Als Georg an diesem Nachmittag von der Arbeit auf dem Weg nach Hause war, erspähte er von Weitem den jungen Burschen, der vor ihm allein auf der Landstraße nach Ernatsreute lief. Er trug einen Korb auf dem Rücken, was Georg auf einen fahrenden Händler oder dergleichen schließen ließ. Georg fuhr mit seinem Schäferwagen langsam an ihn heran.
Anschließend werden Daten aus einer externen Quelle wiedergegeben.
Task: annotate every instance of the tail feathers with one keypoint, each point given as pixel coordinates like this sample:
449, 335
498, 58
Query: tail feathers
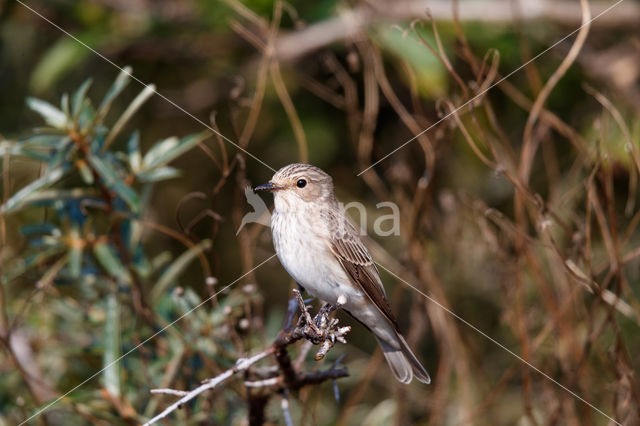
403, 362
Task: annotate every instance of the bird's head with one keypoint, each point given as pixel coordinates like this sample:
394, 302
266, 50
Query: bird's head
299, 183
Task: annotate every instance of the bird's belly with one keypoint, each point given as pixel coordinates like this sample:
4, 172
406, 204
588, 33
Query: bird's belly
307, 258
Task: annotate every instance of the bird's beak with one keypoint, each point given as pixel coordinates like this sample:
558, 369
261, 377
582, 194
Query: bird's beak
270, 187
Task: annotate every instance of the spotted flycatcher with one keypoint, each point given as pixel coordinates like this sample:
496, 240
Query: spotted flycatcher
322, 250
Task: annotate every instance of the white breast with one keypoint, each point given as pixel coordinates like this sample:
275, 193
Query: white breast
304, 253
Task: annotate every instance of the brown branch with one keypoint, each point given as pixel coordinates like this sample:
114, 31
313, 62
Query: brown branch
356, 20
320, 330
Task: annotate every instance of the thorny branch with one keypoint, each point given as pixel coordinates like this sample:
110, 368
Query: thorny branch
320, 330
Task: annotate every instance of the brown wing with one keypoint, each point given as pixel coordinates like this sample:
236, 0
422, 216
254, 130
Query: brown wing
354, 257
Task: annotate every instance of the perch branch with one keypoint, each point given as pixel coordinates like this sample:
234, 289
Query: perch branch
353, 21
320, 330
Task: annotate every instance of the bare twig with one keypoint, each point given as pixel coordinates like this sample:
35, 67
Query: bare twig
320, 330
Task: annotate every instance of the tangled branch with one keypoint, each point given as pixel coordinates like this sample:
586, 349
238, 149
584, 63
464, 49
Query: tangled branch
281, 379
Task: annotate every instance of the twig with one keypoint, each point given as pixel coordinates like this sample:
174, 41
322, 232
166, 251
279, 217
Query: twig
241, 365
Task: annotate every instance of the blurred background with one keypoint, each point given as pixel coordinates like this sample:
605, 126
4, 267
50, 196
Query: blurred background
518, 211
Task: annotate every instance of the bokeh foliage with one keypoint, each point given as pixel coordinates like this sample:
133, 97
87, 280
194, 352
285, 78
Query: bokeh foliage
110, 234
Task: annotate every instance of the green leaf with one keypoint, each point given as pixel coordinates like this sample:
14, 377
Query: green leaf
78, 98
110, 262
59, 194
158, 150
112, 181
139, 100
112, 347
23, 265
52, 115
177, 267
24, 196
159, 174
85, 172
133, 147
169, 149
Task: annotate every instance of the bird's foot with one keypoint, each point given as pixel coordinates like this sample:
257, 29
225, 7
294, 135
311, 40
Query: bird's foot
320, 329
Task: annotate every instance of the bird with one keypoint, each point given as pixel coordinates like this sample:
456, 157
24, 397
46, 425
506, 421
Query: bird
322, 251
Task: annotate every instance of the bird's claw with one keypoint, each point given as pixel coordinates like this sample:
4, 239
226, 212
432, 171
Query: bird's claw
321, 329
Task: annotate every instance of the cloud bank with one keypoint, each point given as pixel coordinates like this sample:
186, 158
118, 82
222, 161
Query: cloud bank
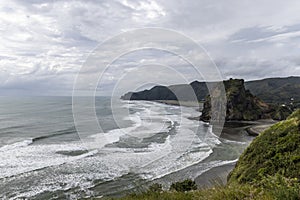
44, 43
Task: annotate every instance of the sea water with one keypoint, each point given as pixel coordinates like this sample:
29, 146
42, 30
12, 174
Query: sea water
42, 156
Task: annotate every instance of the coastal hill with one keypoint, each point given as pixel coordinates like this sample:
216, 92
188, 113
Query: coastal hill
275, 151
185, 92
270, 90
276, 90
268, 169
242, 105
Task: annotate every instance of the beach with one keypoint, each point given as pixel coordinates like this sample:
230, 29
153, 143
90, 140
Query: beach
233, 131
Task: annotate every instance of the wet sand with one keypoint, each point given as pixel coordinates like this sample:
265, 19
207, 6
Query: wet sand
237, 131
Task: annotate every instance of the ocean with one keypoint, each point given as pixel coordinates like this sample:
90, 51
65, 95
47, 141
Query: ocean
42, 156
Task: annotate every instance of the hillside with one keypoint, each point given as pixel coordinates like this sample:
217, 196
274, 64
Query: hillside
242, 105
268, 169
195, 91
276, 90
273, 90
275, 151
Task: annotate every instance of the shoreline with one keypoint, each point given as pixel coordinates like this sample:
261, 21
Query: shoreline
233, 131
239, 131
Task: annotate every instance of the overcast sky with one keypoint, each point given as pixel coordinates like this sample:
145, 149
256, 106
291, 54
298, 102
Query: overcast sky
44, 43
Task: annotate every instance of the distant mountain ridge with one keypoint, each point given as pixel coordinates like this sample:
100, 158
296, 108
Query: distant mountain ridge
276, 90
270, 90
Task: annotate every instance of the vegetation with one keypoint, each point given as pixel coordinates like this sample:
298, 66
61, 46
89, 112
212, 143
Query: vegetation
275, 151
268, 169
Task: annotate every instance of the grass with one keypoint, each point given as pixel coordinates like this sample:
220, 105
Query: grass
269, 169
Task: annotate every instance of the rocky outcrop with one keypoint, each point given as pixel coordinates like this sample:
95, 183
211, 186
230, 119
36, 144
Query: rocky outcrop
270, 90
275, 151
242, 105
195, 91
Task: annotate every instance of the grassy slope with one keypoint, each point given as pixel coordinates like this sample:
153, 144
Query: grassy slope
268, 169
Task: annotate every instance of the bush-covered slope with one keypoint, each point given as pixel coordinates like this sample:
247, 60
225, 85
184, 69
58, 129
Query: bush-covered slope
276, 90
275, 151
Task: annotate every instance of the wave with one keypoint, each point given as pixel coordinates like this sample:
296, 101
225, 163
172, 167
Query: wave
16, 145
70, 130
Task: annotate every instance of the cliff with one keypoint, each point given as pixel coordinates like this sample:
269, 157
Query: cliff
271, 90
275, 151
195, 91
241, 104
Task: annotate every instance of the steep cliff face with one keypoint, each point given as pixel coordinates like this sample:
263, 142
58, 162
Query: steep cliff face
275, 151
241, 104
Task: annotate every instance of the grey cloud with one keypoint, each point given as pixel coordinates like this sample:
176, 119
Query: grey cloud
44, 43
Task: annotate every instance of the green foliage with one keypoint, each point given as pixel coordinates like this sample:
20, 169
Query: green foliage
280, 187
184, 186
156, 187
274, 151
267, 170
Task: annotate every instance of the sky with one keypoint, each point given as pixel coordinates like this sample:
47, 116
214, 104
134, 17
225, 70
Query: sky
46, 43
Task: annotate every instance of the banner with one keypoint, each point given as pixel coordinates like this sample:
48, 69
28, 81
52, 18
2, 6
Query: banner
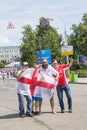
82, 60
35, 83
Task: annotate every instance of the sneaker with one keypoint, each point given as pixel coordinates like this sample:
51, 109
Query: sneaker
37, 113
62, 110
70, 110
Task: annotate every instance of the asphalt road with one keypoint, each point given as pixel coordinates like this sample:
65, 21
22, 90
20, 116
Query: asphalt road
9, 119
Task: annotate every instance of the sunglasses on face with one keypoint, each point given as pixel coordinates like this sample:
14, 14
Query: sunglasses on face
44, 62
55, 63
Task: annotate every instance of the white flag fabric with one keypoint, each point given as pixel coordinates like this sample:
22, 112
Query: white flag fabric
37, 84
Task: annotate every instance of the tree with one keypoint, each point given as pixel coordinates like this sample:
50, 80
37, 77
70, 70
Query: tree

»So wie es aussieht, bist du schon länger unterwegs«, sagte er und lächelte den jungen Kerl freundlich an. »Wohin soll es denn gehen?«
»Nach Owingen«, antwortete der Bursche.
»Ich kann dich gern ein Stückle mitnehmen, denn ich fahr in diese Richtung.«
Der Fremde willigte ein, stieg neben ihm auf den Kutschbock und gemeinsam fuhren sie weiter.
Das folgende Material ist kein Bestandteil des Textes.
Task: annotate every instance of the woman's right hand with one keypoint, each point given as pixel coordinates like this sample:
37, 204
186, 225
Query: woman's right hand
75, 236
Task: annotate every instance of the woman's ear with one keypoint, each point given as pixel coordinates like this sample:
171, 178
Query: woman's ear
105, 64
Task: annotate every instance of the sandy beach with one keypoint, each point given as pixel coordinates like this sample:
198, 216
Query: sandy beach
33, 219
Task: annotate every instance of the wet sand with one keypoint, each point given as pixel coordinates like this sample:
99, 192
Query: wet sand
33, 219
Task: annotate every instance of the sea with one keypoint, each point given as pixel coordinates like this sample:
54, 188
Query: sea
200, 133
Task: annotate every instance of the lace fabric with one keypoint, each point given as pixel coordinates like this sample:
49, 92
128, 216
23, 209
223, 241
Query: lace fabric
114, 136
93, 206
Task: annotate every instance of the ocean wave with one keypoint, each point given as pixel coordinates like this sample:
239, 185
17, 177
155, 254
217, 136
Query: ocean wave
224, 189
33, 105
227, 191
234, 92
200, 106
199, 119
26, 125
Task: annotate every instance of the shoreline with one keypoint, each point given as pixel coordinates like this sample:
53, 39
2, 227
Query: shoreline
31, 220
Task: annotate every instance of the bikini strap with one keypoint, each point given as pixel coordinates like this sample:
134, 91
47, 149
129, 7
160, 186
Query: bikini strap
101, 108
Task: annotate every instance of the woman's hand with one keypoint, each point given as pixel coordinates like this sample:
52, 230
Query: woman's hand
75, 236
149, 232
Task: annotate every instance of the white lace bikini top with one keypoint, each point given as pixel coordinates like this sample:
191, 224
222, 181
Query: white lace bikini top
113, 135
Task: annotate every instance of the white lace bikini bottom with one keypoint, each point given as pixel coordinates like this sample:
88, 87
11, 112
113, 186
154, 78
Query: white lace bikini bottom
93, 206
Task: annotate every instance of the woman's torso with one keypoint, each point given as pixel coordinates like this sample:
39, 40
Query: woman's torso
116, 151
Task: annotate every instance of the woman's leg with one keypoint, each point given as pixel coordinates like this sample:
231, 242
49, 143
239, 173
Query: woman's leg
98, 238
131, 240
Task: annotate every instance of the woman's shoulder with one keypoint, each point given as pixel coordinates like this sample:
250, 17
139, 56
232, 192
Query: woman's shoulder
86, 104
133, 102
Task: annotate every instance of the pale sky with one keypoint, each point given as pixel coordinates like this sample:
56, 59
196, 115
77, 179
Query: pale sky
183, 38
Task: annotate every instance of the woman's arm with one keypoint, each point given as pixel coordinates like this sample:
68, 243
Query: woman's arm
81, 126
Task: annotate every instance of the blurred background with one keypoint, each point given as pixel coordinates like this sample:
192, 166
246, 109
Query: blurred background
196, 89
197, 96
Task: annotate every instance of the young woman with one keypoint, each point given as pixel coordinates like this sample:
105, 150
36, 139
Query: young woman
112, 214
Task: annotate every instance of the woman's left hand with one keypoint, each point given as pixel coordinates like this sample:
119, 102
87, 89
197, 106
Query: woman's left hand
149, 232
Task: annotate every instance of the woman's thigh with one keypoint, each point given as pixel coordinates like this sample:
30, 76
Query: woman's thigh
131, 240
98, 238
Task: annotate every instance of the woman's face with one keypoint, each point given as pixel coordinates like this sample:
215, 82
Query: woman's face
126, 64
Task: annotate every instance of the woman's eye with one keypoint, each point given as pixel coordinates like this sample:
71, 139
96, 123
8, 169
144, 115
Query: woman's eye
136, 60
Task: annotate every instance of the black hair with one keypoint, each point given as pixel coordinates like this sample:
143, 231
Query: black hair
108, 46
»Woher kommst du denn?«, fragte Georg wissbegierig.
»Von Ravensburg«, antwortete der Kerl.
»Bist du ein fahrender Händler?«
»Ein fahrender Schuhmacher, um genau zu sein. Ich habe einen langen Tagesmarsch hinter mir und bin dir sehr dankbar, dass du mich mitnimmst. Ich weiß nicht, wie lange meine Füße mich noch getragen hätten.«
»Dann hast du bestimmt Durst und einen rechten Hunger?«, fragte Georg vielversprechend.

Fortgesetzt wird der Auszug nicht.